On October 3, 2023, former Speaker of the House, Kevin McCarthy, was ousted from his position. This was the culmination of a long-standing feud between McCarthy and a few hard right lawmakers. When McCarthy negotiated a deal with the Democrats to keep the government funded, this was the last straw for these lawmakers. This is the first time a speaker has been ejected from his position.
McCarthy’s path to the speakership was tenuous. It required 15 rounds of voting before he was narrowly elected, on January 7. To gain the speakership he had to negotiate with hardline members of his party, and he ended up making concessions to them.
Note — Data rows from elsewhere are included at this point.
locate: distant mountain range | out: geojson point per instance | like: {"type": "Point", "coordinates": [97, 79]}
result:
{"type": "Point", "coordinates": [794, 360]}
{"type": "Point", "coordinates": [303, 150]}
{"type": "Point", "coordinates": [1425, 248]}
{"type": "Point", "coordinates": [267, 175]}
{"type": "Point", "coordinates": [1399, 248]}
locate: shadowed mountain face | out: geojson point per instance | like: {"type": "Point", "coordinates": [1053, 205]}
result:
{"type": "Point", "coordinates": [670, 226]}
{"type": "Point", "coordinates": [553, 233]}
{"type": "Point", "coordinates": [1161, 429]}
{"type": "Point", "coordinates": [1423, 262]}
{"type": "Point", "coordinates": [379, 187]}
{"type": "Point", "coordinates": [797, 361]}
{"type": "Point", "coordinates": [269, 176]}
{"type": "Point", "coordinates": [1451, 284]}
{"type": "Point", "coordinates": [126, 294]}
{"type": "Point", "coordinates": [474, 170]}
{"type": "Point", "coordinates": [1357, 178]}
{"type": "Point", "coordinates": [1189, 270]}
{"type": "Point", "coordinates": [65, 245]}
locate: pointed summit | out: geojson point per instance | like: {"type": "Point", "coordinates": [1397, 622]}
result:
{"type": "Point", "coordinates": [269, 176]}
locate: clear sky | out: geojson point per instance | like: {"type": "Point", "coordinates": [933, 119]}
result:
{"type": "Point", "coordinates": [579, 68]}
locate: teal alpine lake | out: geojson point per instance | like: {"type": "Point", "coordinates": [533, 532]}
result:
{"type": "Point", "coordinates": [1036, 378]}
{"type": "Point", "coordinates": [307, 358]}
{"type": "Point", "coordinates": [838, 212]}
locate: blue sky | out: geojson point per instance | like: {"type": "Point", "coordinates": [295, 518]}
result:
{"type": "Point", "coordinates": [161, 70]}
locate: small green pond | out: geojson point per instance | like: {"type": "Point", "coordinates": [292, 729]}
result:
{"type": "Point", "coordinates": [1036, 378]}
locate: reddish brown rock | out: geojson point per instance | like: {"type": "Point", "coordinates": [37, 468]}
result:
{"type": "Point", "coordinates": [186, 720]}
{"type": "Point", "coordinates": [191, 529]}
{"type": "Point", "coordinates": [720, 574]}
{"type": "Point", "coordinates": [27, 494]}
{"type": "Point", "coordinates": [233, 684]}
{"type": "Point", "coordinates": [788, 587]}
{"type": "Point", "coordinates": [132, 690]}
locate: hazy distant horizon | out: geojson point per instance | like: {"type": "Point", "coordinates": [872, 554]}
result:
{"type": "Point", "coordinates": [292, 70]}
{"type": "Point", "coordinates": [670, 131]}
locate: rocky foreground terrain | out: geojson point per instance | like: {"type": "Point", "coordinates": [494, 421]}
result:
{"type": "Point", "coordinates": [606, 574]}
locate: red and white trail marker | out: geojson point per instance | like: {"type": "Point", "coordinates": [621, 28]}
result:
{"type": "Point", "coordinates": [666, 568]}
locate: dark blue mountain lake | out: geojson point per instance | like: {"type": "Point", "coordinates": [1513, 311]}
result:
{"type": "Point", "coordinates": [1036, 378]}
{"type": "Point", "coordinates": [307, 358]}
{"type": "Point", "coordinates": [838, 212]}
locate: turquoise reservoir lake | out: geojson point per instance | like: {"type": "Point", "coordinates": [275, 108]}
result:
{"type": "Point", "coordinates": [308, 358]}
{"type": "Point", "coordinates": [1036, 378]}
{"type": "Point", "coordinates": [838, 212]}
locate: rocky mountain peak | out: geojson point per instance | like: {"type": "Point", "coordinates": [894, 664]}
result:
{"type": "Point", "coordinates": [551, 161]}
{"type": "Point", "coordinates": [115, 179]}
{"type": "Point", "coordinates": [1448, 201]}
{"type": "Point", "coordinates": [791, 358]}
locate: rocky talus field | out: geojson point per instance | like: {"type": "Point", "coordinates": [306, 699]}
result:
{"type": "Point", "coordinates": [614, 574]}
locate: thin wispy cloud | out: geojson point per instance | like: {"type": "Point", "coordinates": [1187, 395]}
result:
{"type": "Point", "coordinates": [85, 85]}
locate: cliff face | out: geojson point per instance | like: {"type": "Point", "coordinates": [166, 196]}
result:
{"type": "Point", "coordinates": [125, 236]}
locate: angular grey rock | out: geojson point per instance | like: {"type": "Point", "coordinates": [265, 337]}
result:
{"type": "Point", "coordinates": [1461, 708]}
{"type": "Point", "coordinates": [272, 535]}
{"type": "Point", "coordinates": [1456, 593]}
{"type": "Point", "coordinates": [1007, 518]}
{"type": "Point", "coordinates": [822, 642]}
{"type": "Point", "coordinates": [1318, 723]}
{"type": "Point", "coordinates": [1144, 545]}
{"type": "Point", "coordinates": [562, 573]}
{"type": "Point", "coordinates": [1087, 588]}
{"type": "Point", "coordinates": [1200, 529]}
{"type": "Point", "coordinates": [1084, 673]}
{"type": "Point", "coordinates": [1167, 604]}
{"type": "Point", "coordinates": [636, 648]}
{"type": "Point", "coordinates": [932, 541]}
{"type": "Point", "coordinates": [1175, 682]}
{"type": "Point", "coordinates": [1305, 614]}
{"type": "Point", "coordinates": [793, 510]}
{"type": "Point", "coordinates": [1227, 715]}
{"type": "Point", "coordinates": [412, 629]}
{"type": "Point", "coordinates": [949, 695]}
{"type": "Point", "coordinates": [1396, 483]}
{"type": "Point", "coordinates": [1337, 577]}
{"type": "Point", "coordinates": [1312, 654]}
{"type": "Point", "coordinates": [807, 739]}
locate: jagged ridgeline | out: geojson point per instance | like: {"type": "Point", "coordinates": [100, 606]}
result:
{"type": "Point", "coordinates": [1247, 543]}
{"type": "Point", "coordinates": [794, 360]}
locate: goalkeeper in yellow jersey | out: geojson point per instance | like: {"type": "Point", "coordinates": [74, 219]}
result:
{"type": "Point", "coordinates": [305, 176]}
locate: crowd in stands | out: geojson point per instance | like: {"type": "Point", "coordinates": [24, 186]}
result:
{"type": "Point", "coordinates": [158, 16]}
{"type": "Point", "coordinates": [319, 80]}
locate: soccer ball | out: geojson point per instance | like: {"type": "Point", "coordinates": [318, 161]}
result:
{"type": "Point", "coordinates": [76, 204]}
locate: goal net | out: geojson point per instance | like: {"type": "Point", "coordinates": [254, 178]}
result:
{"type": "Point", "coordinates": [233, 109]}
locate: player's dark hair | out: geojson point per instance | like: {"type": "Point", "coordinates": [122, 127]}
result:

One of these concessions was that any one member of his party could force a snap vote calling for his ouster. After this, he did gain the speakership, but because of that concession, his hold on it was weak. To appease the hard-line bloc he had to consistently throw them red meat such as limiting funding for Ukraine and opening a Biden impeachment inquiry. However, this wasn’t enough to make Matt Gaetz, a Florida Republican, forgive him for when he worked with the Democrats.
Each year the government has to come up with a budget plan by a certain date, and if they don’t, the government shuts down. President Biden, the House Democrats, and House Republicans were having trouble finding common ground before the deadline for funding the government closed in. Then at the last minute, McCarthy made a deal with the House Democrats. The deal gave them forty-five more days to keep the government funded, and to come up with a new, more substantive deal. The bill passed the House and the Senate. President Biden signed the bill with just three hours left until a government shutdown. This bill kept the government open which the Democrats wanted, and didn’t include more military funding for Ukraine, which the hardline Republicans wanted. However, Gaetz and a few other Republicans still weren’t happy. They wanted to slash funding even more, like this deal and started talking about ousting McCarthy. A few days later he put it up to the vote. McCarthy was voted out of office.
All Democrats and eight Republicans voted McCarthy out of office. The Democrats debated for a while about whether to keep McCarthy but in the end, they had a lot of grievances against him that outweighed their concerns about an even more hardline speaker. Their logic was that he couldn’t control his own party and deserved what he got. The Republicans who voted him out also said they couldn’t trust him, claiming that they promised him things and didn’t follow through. The government funding bill was just the latest example of that. The irony of McCarthy’s ouster is that it was done over working with the opposing party, Matt Gaetz, who put the vote forward, had to work with Democrats to kick McCarthy out.
This was a bad time for congress to be without a speaker. The Israel-Palestine conflict is raging on, and the government still will shut down if another bill isn’t made soon. Republicans have had trouble picking their next speaker. Steve Scalise, of Louisiana, was nominated but withdrew after Republicans had trouble getting all their members to line up behind him. Jim Jordan, a hardliner from Ohio, who got beaten originally by Scalise, got voted in as the republican nominee after Scalise withdrew. Then, after failing three times to achieve the speakership, he was kicked out as a nominee. Eventually there were nine Republicans fighting for the nomination, which narrowed down to one nominee, Tom Emmer, a more moderate conservative from Minnesota. Tom Emmer later withdrew after opposition from Donald Trump. Ultimately Mike Johnson, a hard right election denier from Louisiana got selected as the nominee with all the Republicans behind him. On October 25, Johnson was made speaker of the house.